In the summer, a certain silence descends upon the English countryside that seems out of place. Not tranquil—incorrect. In July, the scratchy, looping song of a skylark soaring overhead should be heard in a lowland meadow in Hampshire or Wiltshire. Its characteristic calls should cut through the afternoon as its lapwings tilt in the wind over rough grassland. It has neither more and more.
For decades, the numbers underlying that silence have been accumulating, and they are not getting better. Since the 1970s, England’s farmland bird indicator, a composite measure that tracks dozens of species throughout agricultural land, has been declining, indicating a roughly 60% decrease in farmland bird abundance since that baseline. The indicator saw its biggest five-year decline on record between 2019 and 2024 alone, falling 13%, according to a report released by the RSPB last year. It’s not a gradual erosion. It’s an acceleration.
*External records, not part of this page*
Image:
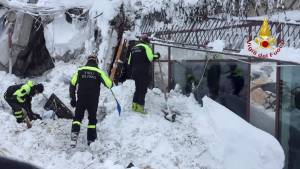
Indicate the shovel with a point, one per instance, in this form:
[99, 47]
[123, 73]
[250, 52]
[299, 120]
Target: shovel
[168, 114]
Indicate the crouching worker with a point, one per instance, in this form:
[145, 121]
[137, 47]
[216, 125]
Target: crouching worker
[87, 79]
[19, 98]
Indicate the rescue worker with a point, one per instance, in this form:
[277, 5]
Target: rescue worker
[19, 98]
[140, 60]
[237, 79]
[88, 79]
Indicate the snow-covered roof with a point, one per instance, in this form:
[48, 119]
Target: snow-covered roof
[210, 136]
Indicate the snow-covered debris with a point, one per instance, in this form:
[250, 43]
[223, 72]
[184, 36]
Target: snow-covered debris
[211, 136]
[217, 45]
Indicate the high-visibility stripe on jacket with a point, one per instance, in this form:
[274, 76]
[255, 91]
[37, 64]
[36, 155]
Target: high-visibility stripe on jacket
[148, 50]
[23, 91]
[105, 78]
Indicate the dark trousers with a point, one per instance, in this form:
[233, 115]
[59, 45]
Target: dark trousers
[141, 84]
[89, 103]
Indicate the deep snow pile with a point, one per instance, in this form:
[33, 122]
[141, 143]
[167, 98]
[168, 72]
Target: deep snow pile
[210, 137]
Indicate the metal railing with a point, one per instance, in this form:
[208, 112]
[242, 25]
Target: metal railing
[235, 33]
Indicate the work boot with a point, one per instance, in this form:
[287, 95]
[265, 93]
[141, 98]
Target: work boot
[140, 109]
[74, 137]
[133, 107]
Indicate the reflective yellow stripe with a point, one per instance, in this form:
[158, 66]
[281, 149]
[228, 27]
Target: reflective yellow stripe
[19, 116]
[107, 81]
[24, 90]
[129, 60]
[74, 78]
[149, 52]
[18, 112]
[77, 122]
[91, 126]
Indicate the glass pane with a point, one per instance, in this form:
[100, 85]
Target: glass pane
[290, 115]
[163, 50]
[185, 54]
[225, 82]
[263, 96]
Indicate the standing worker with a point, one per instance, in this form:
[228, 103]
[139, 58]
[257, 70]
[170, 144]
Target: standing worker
[19, 98]
[88, 79]
[140, 60]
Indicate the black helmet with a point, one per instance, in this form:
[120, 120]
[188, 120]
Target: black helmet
[39, 88]
[144, 38]
[94, 58]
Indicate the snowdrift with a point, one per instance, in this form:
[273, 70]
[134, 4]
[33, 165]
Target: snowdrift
[210, 137]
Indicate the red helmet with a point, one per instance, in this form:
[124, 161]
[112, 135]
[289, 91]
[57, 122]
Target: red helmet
[144, 38]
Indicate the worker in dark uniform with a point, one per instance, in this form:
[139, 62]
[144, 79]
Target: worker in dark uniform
[88, 79]
[19, 98]
[140, 60]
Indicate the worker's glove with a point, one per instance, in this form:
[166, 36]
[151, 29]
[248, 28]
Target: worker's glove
[73, 103]
[19, 115]
[158, 56]
[34, 116]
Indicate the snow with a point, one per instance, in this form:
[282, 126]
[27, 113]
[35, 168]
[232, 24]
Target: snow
[73, 37]
[209, 136]
[217, 45]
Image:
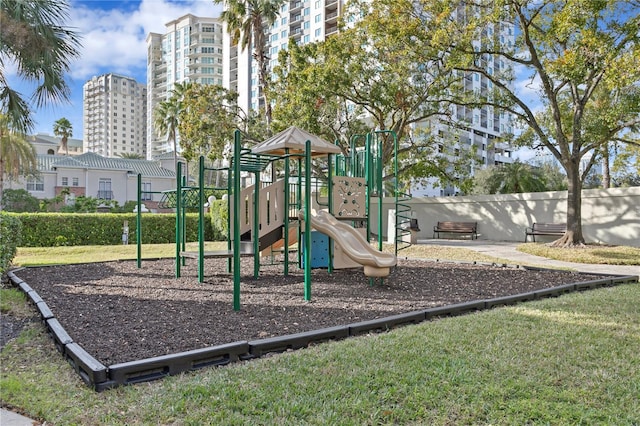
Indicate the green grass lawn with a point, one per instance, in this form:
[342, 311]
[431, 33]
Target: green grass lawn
[568, 360]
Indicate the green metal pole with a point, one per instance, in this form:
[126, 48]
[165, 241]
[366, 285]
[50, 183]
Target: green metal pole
[379, 189]
[299, 197]
[307, 222]
[201, 221]
[139, 223]
[184, 219]
[256, 226]
[230, 196]
[330, 198]
[178, 217]
[236, 221]
[395, 189]
[286, 212]
[369, 181]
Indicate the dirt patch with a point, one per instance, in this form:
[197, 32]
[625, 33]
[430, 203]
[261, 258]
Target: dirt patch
[118, 312]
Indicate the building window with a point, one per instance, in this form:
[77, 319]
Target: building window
[146, 191]
[104, 189]
[35, 184]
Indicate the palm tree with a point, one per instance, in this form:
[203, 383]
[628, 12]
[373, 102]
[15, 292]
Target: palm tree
[247, 21]
[64, 130]
[33, 38]
[165, 122]
[17, 155]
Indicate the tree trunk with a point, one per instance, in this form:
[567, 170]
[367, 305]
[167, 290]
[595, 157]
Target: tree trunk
[606, 172]
[573, 235]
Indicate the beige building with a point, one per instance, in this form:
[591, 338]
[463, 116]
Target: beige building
[92, 175]
[114, 116]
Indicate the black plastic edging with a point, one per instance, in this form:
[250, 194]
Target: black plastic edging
[99, 377]
[452, 310]
[90, 370]
[257, 348]
[385, 324]
[166, 365]
[509, 300]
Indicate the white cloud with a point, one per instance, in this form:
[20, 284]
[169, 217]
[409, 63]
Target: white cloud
[115, 40]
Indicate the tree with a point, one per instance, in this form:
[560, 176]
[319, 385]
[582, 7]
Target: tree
[247, 23]
[17, 155]
[510, 178]
[571, 49]
[207, 119]
[165, 121]
[64, 130]
[32, 36]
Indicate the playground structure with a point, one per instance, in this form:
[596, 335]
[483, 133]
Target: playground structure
[267, 218]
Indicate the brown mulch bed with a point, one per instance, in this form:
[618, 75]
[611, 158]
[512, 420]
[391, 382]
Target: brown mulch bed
[120, 313]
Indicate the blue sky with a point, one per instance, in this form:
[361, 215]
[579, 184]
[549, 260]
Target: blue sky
[114, 41]
[113, 38]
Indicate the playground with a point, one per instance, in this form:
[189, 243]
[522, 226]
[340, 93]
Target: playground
[303, 264]
[120, 313]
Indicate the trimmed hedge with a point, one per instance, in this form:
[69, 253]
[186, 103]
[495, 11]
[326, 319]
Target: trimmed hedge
[70, 229]
[10, 239]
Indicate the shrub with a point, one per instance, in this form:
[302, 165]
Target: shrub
[10, 236]
[72, 229]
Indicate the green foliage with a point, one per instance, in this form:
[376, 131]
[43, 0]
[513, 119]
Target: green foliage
[219, 212]
[206, 120]
[66, 229]
[10, 239]
[583, 58]
[19, 200]
[35, 40]
[513, 178]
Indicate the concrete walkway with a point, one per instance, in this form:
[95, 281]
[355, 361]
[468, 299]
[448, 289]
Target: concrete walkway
[507, 250]
[499, 249]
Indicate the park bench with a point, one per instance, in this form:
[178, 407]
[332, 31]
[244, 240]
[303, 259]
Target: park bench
[457, 228]
[544, 229]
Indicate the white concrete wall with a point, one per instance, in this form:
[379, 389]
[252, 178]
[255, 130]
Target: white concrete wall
[609, 216]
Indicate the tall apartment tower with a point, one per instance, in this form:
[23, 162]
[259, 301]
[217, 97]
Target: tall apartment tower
[306, 21]
[190, 50]
[114, 116]
[309, 21]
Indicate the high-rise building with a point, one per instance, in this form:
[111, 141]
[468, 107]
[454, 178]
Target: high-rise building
[305, 21]
[309, 21]
[189, 51]
[114, 116]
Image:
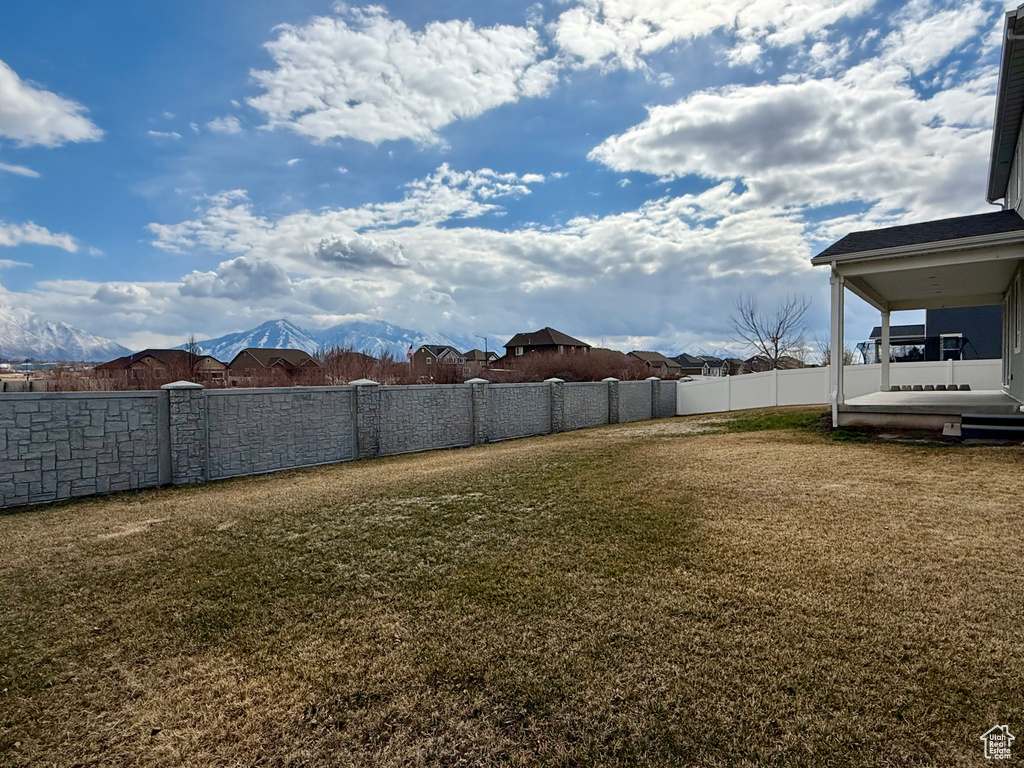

At the center of this is Southern England. The region used to have some of the richest bird habitats in the nation due to its heavily farmed landscapes, which included managed grasslands, arable lowlands, and rolling chalk downs. Common sightings included species like the turtle dove, corn bunting, grey partridge, and yellowhammer. Since the 1970s, the number of grey partridges in the UK has decreased by about 90%. In most of its former range, the turtle dove is no longer functional. These are not rare species. They were a part of the everyday fabric of rural existence.
It’s important to be open about what motivated the majority of this. The conditions these birds required to survive were taken away by agricultural intensification during the second half of the 20th century, including the move toward larger fields, the elimination of hedgerows, the increased use of insecticides and herbicides, and the switch to autumn-sown cereals.
Particularly, grassland birds require rough, insect-rich, and structurally diverse habitat. Farming’s ability to sustain wildlife declined as it became more effective at producing food. It turned out that there was actual tension between the two things.

What was already a stressed system is under additional strain due to climate change. An increasing amount of data indicates that warmer springs are interfering with the timing of insect emergence, which is the food source that many grassland birds use to feed their young. When food demand is at its highest, birds that are unable to quickly modify their breeding schedule will find less food than they require. Even for lowland species that aren’t typically thought to be climate-vulnerable, this mismatch may become one of the more important causes of decline in the upcoming decades.
The situation of the dotterel, a mountain-breeding wader, provides a clear example of where climate pressure can go. According to the 2025 national survey, there are only 33 males in the entire UK, an 89% decrease since 1988. In essence, the bird is running out of viable altitude. In the south, grassland birds are caught in a different version of the same trap: they are squeezed between intensive agriculture and climate change, running out of suitable habitat at ground level, and have nowhere to migrate.
Cautious hope has some foundation. When implemented effectively, agri-environment programs—government initiatives that compensate farmers for managing their land in ways that promote wildlife—have demonstrated tangible outcomes. The bittern and white-tailed eagle are two examples of species that have recovered from near extinction thanks to targeted conservation efforts. There is knowledge of what functions, at least in theory. Scale is the problem. Conservation initiatives that focus on a small number of estates or nature reserves have not yet been implemented widely enough to buck national trends.
It’s difficult to avoid experiencing something akin to grief when strolling through a well-kept lowland meadow where conservation efforts have been carried out—hearing yellowhammers in the hedgerow, seeing a hare cross an uncut field margin, etc. And how much more rare it could become if the rate of decline in grassland birds in Southern England is allowed to continue unchecked for the next ten years.